Última peça dirigida por Jô Soares mantém estreia: 'Maior homenagem'
Antes de morrer, Jô preparava a estreia de sua nova peça de teatro. Trata-se de um texto do inglês Patrick Hamilton, adaptado para os cinemas em 1944 pelo diretor Thorold Dickinson, a partir do texto do inglês Patrick Hamilton. O projeto, que já existia desde 2018, está a cerca de um mês da estreia, e agora servirá como homenagem ao diretor.
O ator Giovani Tozi, protagonista da nova montagem, conta que Jô deu todas as diretrizes para o lançamento da obra. Os dois se conheceram em 2012, nos bastidores da peça "Atreva-se" e estavam indo para a terceira montagem juntos dirigidas por Jô. Na história do próximo lançamento, Tozi interpreta um homem que mantém o controle sobre sua mulher ao diminuir as luzes da casa e negar ter percebido qualquer alteração, fazendo com que ela duvide de si mesma.
"Chama-se 'Gaslight', e íamos usar o termo em inglês, com um subtítulo que o Jô mesmo criou, chamado 'Uma Relação Tóxica'. Estávamos namorando o projeto desde 2018, e surgiu de uma sessão de cinema", explica Tozi, em entrevista a Splash.
"O Jô gostava muito de chamar os amigos para um filme, um papo, e em uma dessas noites assistimos a este filme de 1944 e me surgiu a ideia de levá-lo para o palco.
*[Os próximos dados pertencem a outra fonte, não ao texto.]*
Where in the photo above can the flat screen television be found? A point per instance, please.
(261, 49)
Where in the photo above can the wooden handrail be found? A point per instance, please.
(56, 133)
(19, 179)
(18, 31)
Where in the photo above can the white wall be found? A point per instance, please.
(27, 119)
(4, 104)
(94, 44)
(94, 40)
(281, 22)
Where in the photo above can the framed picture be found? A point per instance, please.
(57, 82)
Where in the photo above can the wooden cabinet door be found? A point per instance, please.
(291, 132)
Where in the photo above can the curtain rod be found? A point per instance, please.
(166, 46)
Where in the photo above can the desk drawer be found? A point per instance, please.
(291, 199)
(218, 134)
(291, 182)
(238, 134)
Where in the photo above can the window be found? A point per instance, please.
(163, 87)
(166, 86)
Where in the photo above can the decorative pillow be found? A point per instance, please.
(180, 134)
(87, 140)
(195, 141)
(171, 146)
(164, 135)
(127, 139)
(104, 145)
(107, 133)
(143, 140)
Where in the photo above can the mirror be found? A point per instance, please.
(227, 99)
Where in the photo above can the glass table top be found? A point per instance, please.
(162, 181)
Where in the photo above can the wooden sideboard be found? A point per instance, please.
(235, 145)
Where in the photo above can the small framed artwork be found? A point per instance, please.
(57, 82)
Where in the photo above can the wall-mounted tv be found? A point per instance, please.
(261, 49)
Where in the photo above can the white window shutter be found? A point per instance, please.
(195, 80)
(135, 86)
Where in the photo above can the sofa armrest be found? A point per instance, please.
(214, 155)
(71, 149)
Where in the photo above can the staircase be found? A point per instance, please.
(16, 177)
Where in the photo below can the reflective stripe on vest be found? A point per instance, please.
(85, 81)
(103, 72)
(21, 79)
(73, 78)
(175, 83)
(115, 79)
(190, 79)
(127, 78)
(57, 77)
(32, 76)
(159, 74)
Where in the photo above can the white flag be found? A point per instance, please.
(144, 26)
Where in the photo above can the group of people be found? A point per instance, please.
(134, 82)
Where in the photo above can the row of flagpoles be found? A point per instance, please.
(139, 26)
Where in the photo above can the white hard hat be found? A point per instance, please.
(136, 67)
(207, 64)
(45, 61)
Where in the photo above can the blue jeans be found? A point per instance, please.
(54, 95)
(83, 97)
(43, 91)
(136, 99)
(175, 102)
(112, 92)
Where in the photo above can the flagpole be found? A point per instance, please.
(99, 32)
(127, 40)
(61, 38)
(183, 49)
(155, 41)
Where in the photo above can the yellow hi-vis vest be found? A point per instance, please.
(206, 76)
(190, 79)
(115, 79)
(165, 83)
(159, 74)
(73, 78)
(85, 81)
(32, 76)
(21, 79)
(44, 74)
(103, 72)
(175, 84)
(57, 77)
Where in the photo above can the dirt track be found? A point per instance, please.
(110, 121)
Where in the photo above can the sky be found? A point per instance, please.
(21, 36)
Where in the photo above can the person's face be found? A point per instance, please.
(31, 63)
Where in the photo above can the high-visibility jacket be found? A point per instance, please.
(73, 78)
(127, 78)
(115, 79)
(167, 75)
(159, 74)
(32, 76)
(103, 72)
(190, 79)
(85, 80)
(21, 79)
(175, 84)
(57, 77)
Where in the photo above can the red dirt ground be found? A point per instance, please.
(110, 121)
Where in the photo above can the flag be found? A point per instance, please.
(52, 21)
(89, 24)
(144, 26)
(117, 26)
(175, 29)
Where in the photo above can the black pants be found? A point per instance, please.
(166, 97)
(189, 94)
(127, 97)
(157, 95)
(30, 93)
Jô, um homem de teatro que adora desafios, topou fazer. E estávamos neste processo", diz o ator, que também faz a direção de arte gráfica dos espetáculos de Jô e trabalhou como seu assistente de direção.
"Ele estava muito animado e já havia passado todos os conceitos de cenografia, seguia trabalhando com a equipe criativa bastante empolgado", recorda.
Sua morte foi um choque muito grande e uma perda gigante para o país. Um cara com a educação, a cultura e a generosidade do Jô, eu acho que vai demorar [a vermos novamente].
Antes do surgimento da pandemia da covid-19, os planos eram de lançar "Gaslight - Uma Relação Tóxica" ainda em 2020. Durante os períodos de isolamento, houve um período de desânimo, mas o ator ressalta que o projeto era muito querido pelo diretor.
"Acho que esse desânimo, se teve, é muito comum para o que todos sentimos durante a pandemia. O Jô viveu muito para o trabalho, um cara do teatro, da comunicação, de escrever. Isso o movimentava muito", reflete. "Imagino que a pandemia trouxe essa imobilidade para todos, mas não é uma característica que reconheço dele. Fiz meu mestrado e faço meu doutorado sobre o Jô, e uma característica forte dele é que ele é um cara extremamente bem-humorado, em tudo o que faz na vida."
Para ele, o humor e a sabedoria serão o legado do amigo.
"Se ele está dirigindo uma tragédia de Shakespeare, ele vai fazer isso com humor, por incrível que pareça", afirma o ator, que foi dirigido por Jô em uma montagem da tragédia shakespeariana "Troilo e Créssida".
"E ele consegue fazer o humor aparecer sempre. Esse clima também está na convivência com ele", continua. " Você pode imaginar o que é se sentar em uma mesa, jantar com o Jô e ouvi-lo contar histórias de pessoas que ajudaram a fundar o teatro brasileiro. É uma pessoa que conviveu com Ruth Escobar, Cacilda Becker, Nelson Rodrigues. Todo contato com o Jô sempre foi, além de uma riqueza inimaginável, muito prazeroso", elogia.
A vida continua
Com a peça pronta para estrear no Teatro Procópio Ferreira, em São Paulo, Tozi diz que não há outra alternativa: o show continua.
"A estreia está marcada para o dia 9 de setembro, e seguimos com esse plano. Mais do que nunca, eu quero estrear essa peça porque é a maior homenagem que podemos fazer a ele, que sempre viu no trabalho árduo a maior dignificação que podemos ter. Ele deu a direção decisiva na condução do trabalho, e agora vamos estrear a peça com a direção que ele já deu."
Mesmo com tantas lembranças boas, o ator diz que sente dificuldade para ter uma memória triste relacionada a uma pessoa como Jô Soares.
Ele sempre teve prazer em fazer o outro rir. Isso é uma memória muito fraterna para mim. E o mais difícil é associar uma pessoa tão alegre a um dia tão triste.